• mustafa kemal, -muhtemelen- güzel ve geniş akşamda yanındaki genç bir adama sorar: türkçenin en büyük şairi kimdir?

    elbette bu sorunun doğru bir cevabı yok, şairin büyüğü-küçüğü kıyasına girmemek gerekir. dilimize kim bir dize verdiyse, yâd olsunlar. tüm kadehler şereflerine kalksın. onlar dimağımıza, bizi mahpussak bile bizi zengin edecek servetleri bağışladılar.

    sorunun cevabını kendi verir:
    -tevfiktir oğlum, tevfik.

    tabii daha nazım hikmet, attila ilhan ortada yoktur. namık kemal'i niye söylememiştir bilinmez. fakat; paşanın söylediği anlaşılmaz değil. tevfik fikret, millet şarkısı ismini verdiği bir şiirle henüz olmayan bir millete ezberlenecek bir şiiri veriyordu.

    hakka tapmayanları milletin dışına itmeyen, olmayan vaatleri bir daha va'detmeyen, medeniyeti reddetmeyen bir şiir.

    çiğnendi, yeter, varlığımız cehl ile kahre;
    doğrandı mübarek vatanın bağrı sebepsiz.
    birlikte bugün bulmalıyız derdine çare.
    can kardeşi, kan kardeşi, şan kardeşiyiz biz.

    millet yoludur, hak yoludur tuttuğumuz yol;
    ey hak, yaşa, ey sevgili millet, yaşa… var ol!
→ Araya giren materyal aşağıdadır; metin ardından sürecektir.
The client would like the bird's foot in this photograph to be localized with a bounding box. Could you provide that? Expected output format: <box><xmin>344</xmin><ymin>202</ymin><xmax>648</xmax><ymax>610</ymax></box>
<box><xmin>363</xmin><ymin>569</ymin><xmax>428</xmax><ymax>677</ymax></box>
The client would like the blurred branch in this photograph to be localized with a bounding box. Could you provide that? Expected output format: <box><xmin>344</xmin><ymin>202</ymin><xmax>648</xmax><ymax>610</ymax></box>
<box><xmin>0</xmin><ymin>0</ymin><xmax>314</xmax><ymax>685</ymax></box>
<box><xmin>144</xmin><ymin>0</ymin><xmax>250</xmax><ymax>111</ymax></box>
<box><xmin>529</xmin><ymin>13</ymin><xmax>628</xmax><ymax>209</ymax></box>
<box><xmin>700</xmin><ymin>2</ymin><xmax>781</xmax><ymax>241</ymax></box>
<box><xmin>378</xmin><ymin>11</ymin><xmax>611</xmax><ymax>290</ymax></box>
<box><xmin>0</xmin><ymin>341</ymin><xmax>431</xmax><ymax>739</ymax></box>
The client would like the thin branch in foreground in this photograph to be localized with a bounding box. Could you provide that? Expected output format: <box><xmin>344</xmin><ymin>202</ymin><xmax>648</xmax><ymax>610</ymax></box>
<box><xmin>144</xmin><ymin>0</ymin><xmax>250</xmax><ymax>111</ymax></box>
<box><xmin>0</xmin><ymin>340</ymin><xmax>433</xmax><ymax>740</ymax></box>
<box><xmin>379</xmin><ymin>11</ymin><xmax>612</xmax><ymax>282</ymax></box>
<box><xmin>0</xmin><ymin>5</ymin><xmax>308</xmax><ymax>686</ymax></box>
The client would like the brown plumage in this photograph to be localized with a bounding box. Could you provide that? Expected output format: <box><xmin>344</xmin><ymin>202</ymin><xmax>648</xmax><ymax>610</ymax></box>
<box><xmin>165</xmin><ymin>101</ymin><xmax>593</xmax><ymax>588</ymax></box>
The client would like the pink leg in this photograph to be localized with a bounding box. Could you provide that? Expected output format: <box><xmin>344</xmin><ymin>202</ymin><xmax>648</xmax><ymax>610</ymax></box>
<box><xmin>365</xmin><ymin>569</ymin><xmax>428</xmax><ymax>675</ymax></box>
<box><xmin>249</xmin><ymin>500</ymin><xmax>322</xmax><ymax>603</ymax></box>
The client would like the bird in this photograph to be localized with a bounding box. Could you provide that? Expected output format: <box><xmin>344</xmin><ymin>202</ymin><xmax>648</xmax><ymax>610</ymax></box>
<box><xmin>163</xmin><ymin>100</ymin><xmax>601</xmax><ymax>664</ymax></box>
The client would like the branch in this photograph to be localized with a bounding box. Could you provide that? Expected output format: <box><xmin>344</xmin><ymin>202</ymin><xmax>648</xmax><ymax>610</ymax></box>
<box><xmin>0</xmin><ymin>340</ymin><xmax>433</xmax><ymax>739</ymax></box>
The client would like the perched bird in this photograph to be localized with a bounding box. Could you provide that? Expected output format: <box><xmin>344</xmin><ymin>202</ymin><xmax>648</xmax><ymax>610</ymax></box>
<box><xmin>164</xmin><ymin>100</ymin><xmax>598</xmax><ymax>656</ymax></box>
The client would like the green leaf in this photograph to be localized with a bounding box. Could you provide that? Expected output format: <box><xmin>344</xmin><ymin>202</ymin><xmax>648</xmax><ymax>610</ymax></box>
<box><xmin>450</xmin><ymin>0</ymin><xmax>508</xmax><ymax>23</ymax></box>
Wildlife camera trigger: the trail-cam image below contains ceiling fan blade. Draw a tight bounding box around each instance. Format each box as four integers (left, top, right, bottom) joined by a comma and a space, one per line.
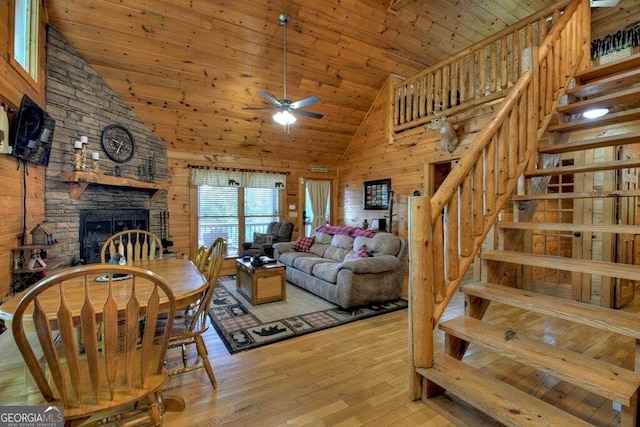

    gel kardeşim, annen sana muhtâc, ona koşmak..
    koşmak ona, kurtarmak o bi-bahtı vazifen.
    karşında göğüs bağr açık ölgün, yatıyor bak;
    onsuz yaşamaktansa beraber ölüş ehven!

    her an o güzel sineyi hançerliyor eller;
    imdâdına koşmazsak eğer mahvı mukarrer.

    zulmün topu var, güllesi var, kal'ası varsa,
    hakkın da bükülmez kolu, dönmez yüzü vardır;
    göz yumma güneşten, ne kadar nûru kararsa
    sönmez ebedi, her gecenin gündüzü vardır.

    millet yoludur, hak yoludur tuttuğumuz yol!
    ey hak, yaşa, ey sevgili millet, yaşa.. var ol!

    vaktiyle baban kimseye minnet mi ederdi?
    yok, kalmadı, hâşâ sana zillet pederinden
    dünyâda şereftir yaşatan milleti, ferdi;
    silkin, şu mezellet tozu uçsun üzerinden.

    insanlığı pâ-mâl eden alçaklığı yık, ez;
    billâh yaşamak yerde sürüklenmeye değmez.

    haksızlığın envâını gördük.. bu mu kanun?
    en gamlı sefâletlere düştük.. bu mu devlet?
    devletse de, kanunsa da, artık yeter olsun;
    artık yeter olsun bu deni zulm-ü cehâlet...

    millet yoludur, hak yoludur tuttuğumuz yol,
    ey hak, yaşa, ey sevgili millet, yaşa… var ol!